UPDATE: The concert has been rescheduled for Thursday, November 21 at 4 p.m. in UCSC’s Music Center Recital Hall.
Korean traditional music and dance--including the U.S. premieres of new works by UCSC music professors David Evan Jones and Hi Kyung Kim--will be presented by master performers of the Korea National University of Arts, Wednesday, November 20, at 7:30 p.m. in UCSC’s Music Center Recital Hall.
Admission is free and open to the public.
“The essence of Korean traditional music will be presented by a 15-member ensemble made up of faculty and students from the Korea National University of Arts (KNUA),” said Kim, who is organizing the event. “KNUA is one of the best arts institutions in Korea.”
"The program consists of traditional royal court music, folk music, dance, and new music--which are evenly balanced," Kim added. “It is a privilege to host a concert of the ‘tradition and creation."
In 2005, former UCSC chancellor M.R.C. Greenwood visited the Korea National University of Arts to meet with the president of the school.
Since then, UCSC has collaborated on a number of projects with KNUA, including the Festival of Gayageum and Western Instruments in 2007, and the Pacific Rim Music Festival in 2010.
Kim noted that the concert at UCSC is being presented in conjunction with a major Korean art exhibition now running at San Francisco’s Asian Art Museum through January 12.

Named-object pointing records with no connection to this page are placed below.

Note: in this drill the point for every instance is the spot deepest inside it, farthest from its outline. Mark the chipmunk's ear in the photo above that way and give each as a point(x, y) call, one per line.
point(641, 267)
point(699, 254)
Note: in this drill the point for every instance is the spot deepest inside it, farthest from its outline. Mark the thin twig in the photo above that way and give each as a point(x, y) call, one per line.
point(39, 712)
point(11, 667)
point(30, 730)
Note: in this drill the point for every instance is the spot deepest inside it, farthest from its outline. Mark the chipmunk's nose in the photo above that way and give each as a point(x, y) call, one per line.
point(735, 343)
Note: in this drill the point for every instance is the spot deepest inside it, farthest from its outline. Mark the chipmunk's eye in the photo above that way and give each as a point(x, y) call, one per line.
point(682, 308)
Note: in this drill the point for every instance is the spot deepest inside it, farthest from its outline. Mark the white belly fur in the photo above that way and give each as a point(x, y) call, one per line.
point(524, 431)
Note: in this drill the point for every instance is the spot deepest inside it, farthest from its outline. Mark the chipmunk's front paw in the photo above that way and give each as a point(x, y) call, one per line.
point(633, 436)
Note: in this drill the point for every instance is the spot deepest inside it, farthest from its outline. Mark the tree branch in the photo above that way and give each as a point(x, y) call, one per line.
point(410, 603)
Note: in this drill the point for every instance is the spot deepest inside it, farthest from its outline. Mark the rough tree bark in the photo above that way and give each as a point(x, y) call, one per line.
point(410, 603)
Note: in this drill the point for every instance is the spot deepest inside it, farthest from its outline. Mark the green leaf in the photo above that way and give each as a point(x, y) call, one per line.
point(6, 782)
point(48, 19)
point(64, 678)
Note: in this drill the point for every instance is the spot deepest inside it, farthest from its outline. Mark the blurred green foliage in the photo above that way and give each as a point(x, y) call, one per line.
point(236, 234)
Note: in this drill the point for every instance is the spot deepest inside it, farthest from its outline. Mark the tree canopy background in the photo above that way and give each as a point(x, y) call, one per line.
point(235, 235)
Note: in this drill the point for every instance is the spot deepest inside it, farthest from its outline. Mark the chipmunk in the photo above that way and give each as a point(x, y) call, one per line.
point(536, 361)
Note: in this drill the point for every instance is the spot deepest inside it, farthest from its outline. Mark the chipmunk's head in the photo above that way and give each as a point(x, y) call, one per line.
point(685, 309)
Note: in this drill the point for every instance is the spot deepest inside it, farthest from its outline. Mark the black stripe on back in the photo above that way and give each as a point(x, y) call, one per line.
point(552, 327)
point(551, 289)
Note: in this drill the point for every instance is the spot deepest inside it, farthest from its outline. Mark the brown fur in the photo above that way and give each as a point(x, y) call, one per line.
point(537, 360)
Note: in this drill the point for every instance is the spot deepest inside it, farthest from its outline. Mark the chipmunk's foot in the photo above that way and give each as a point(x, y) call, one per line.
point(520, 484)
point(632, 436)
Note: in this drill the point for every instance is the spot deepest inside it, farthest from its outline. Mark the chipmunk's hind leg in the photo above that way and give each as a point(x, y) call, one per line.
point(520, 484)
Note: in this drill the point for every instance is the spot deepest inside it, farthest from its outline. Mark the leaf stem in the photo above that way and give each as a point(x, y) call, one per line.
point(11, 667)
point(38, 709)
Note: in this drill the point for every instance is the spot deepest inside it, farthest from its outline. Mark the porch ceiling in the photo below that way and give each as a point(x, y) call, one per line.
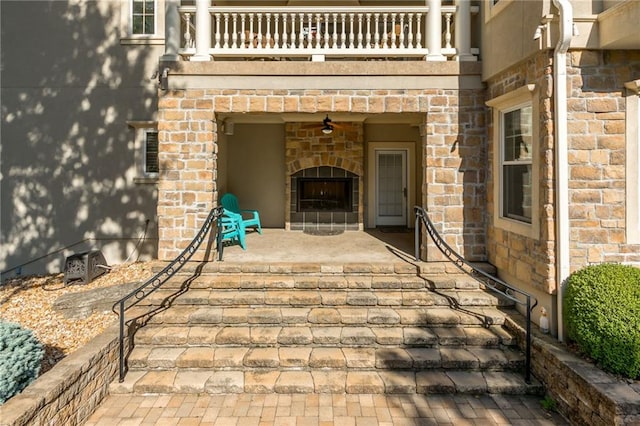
point(281, 118)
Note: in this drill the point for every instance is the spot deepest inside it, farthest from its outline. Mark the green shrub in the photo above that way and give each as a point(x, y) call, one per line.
point(20, 357)
point(602, 315)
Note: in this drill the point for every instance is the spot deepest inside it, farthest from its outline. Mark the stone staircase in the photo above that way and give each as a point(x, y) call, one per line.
point(314, 328)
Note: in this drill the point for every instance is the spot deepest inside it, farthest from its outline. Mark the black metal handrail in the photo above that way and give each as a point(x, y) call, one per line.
point(137, 295)
point(491, 282)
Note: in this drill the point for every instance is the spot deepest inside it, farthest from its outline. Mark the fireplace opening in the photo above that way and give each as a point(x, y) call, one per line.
point(324, 194)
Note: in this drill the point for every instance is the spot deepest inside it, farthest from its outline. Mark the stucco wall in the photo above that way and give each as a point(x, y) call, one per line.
point(68, 159)
point(255, 170)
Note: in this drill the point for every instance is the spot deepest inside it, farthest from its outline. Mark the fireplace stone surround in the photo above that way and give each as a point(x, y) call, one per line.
point(324, 163)
point(324, 198)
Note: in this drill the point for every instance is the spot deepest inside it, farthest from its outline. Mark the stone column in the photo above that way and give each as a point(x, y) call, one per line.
point(203, 31)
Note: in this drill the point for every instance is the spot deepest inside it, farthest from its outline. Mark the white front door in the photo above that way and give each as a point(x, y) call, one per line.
point(391, 187)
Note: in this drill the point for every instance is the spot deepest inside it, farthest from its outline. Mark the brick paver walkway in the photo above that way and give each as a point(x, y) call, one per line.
point(321, 410)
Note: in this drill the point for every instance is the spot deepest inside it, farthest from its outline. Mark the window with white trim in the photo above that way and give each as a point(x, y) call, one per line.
point(142, 22)
point(632, 131)
point(143, 17)
point(145, 145)
point(515, 161)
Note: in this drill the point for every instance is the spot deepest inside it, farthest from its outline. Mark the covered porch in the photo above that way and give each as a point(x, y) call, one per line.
point(380, 245)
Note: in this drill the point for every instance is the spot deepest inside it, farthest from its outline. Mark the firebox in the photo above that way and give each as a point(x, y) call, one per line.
point(324, 198)
point(324, 194)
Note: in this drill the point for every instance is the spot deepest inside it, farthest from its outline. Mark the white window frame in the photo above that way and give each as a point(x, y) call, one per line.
point(157, 38)
point(141, 129)
point(519, 98)
point(632, 133)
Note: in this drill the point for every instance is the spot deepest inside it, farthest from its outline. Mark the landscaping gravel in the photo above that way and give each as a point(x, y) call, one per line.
point(29, 301)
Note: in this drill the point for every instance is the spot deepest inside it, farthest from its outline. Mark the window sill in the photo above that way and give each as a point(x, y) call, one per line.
point(146, 180)
point(142, 40)
point(521, 228)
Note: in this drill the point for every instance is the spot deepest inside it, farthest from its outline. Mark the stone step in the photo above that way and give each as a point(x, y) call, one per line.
point(426, 269)
point(427, 316)
point(294, 380)
point(252, 281)
point(297, 335)
point(271, 297)
point(312, 357)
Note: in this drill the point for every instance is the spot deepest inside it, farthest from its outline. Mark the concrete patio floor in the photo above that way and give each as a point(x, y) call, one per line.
point(279, 245)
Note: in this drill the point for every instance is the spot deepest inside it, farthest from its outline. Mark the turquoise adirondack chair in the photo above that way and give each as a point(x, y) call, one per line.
point(231, 230)
point(250, 218)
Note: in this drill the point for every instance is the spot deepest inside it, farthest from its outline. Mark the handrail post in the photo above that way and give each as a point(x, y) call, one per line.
point(416, 237)
point(527, 366)
point(121, 354)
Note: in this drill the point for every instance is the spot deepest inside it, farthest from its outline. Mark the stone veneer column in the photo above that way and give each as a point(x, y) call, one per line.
point(187, 156)
point(454, 161)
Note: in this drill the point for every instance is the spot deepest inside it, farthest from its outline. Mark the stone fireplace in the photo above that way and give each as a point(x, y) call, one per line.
point(324, 197)
point(324, 178)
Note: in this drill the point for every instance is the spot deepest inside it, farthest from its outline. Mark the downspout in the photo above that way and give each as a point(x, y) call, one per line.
point(562, 153)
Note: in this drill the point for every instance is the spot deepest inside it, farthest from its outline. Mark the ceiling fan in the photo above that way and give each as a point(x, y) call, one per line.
point(327, 125)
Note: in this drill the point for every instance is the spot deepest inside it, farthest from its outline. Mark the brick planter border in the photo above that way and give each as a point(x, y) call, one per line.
point(71, 391)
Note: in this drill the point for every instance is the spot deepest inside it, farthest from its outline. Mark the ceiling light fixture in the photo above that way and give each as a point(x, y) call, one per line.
point(327, 129)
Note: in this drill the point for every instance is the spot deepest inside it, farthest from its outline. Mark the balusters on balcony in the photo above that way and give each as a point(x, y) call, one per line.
point(433, 32)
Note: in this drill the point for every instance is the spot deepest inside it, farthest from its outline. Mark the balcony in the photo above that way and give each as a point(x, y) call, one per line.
point(434, 32)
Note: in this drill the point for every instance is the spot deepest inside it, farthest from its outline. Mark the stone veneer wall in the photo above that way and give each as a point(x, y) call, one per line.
point(309, 147)
point(597, 176)
point(453, 154)
point(526, 260)
point(71, 391)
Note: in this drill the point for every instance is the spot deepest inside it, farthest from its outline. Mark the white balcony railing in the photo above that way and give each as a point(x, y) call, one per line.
point(433, 32)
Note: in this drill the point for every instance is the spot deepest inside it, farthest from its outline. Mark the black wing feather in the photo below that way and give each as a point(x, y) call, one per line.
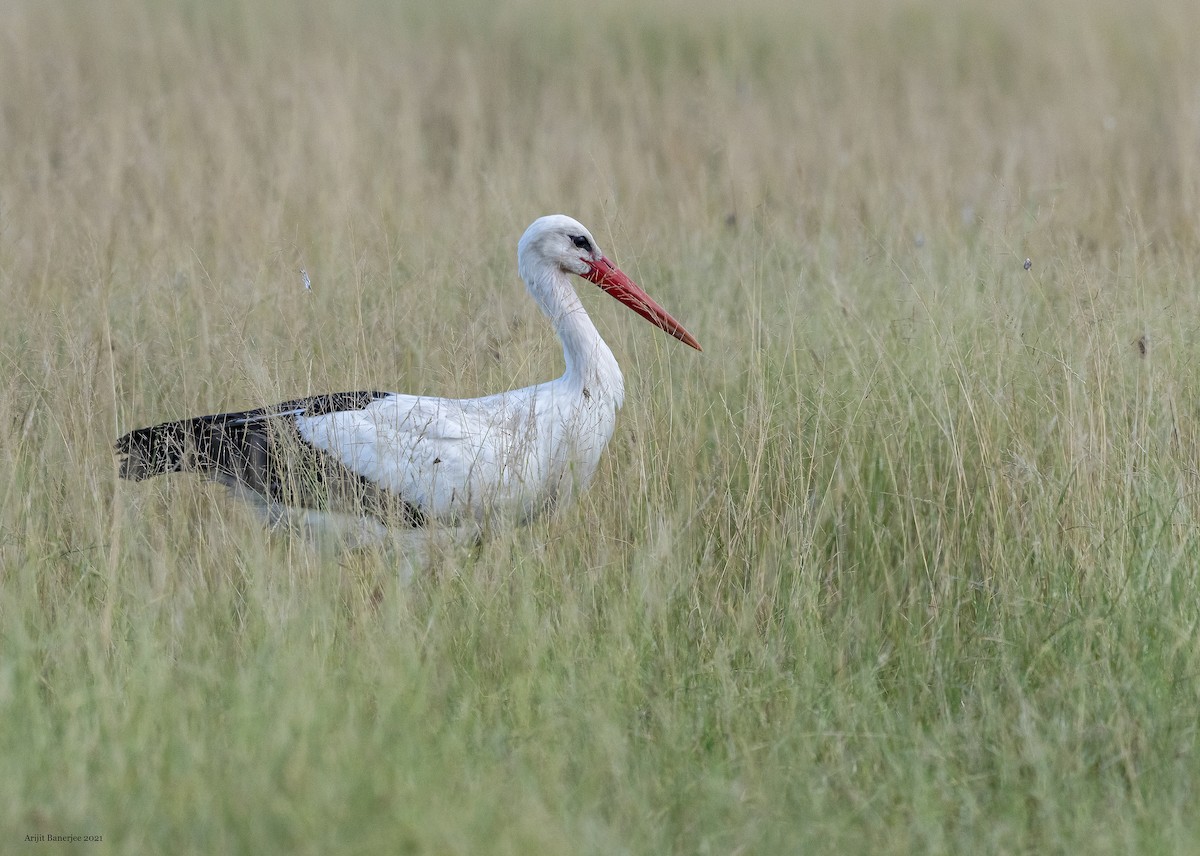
point(263, 450)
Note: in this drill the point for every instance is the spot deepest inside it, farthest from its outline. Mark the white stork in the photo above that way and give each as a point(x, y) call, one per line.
point(367, 466)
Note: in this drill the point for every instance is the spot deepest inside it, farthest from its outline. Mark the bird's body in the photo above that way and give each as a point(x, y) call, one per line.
point(365, 465)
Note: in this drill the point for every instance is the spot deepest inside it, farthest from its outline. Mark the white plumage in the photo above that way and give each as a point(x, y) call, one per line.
point(372, 464)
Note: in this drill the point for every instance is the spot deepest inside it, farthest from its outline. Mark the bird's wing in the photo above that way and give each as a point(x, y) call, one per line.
point(445, 456)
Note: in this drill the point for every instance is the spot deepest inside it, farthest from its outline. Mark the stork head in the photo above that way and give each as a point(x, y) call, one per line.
point(563, 244)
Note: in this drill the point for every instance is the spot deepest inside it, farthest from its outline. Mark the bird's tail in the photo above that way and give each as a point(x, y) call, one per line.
point(203, 444)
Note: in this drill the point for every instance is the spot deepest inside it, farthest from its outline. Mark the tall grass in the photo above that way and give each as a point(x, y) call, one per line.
point(906, 561)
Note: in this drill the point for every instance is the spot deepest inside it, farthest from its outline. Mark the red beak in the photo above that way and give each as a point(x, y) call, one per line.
point(610, 277)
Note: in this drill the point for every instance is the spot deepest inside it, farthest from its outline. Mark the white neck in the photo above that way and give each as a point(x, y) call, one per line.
point(589, 361)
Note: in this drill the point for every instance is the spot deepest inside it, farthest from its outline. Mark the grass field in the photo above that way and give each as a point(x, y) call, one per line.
point(906, 561)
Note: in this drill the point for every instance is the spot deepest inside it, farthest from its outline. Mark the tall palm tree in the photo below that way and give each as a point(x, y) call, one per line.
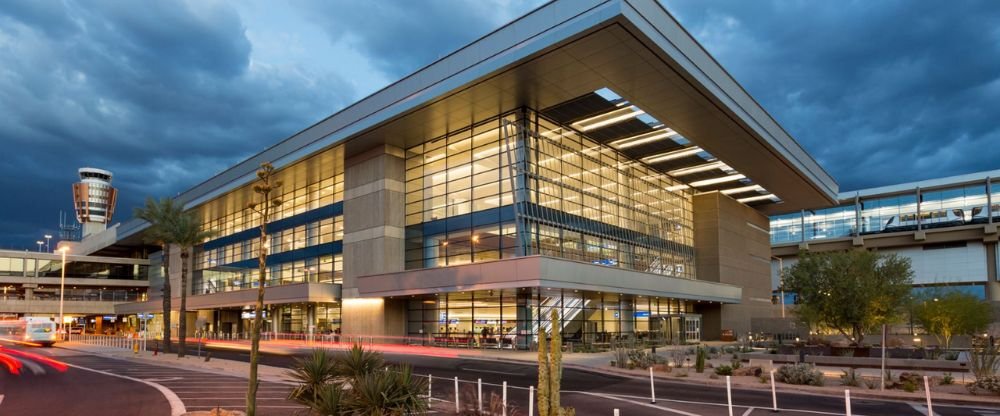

She added that two well-known Korean composers’ works will also be performed for the first time in the U.S.
One of those pieces, A Monologue for haegeum solo, was composed by Kang Jun-il, who was a featured composer for Yo-Yo Ma’s Silk-Road project.
The other is Lim June-Hee’s, Dancing Sanjo for gayageum, violin and piano, which was commissioned by the Radio France Orchestra concert master. It will feature UCSC violin lecturer Roy Malan and guest pianist Jeffrey LaDeur.
UCSC music professor David Evan Jones’s piece, Yeonpyeongdo Island for daegum and computer sounds, is one of a series of his recent compositions that use computer processed versions of actual news broadcasts in combination with live instruments.
“These pieces transform reports of some of the difficult news of our day and bring them into the contemplative frame of the concert hall,” said Jones. “Yeonpyeong Island features a report from South Korean radio broadcast on the day after the North Koreans launched an attack on Yeonpyeong Island in South Korea, killing several people.”
“This piece is composed for my friend and collaborator Kim Jeong-Seung who assisted in its development--it is only because of Kim Jeong-Seung’s extraordinary mastery of the daegum that this piece is possible in its current form,” he added.
Kim’s own piece, When He Was Six-Hundred Years Old, was inspired by the story of Noah’s Ark from the Book of Genesis.
“In this music, I have tried to describe Noah’s preparation for building the ark, the 40 days of rain, life in the ark, and the appearance of land and their new life,” said Kim.
She added that it was written for ajaeng virtuoso, Sang-Hun Kim, as a prayer for her brother, Yun-Ki Kim.
“The ajaeng is a versatile string instrument, which employs several methods to produce the sounds—plucking the strings, and bowing the strings with a bow or with a stick,” Kim noted. “While its eight strings makes it somewhat limited in pitch material and scales, it has a rich and wide range of expression through both left and right hand techniques.”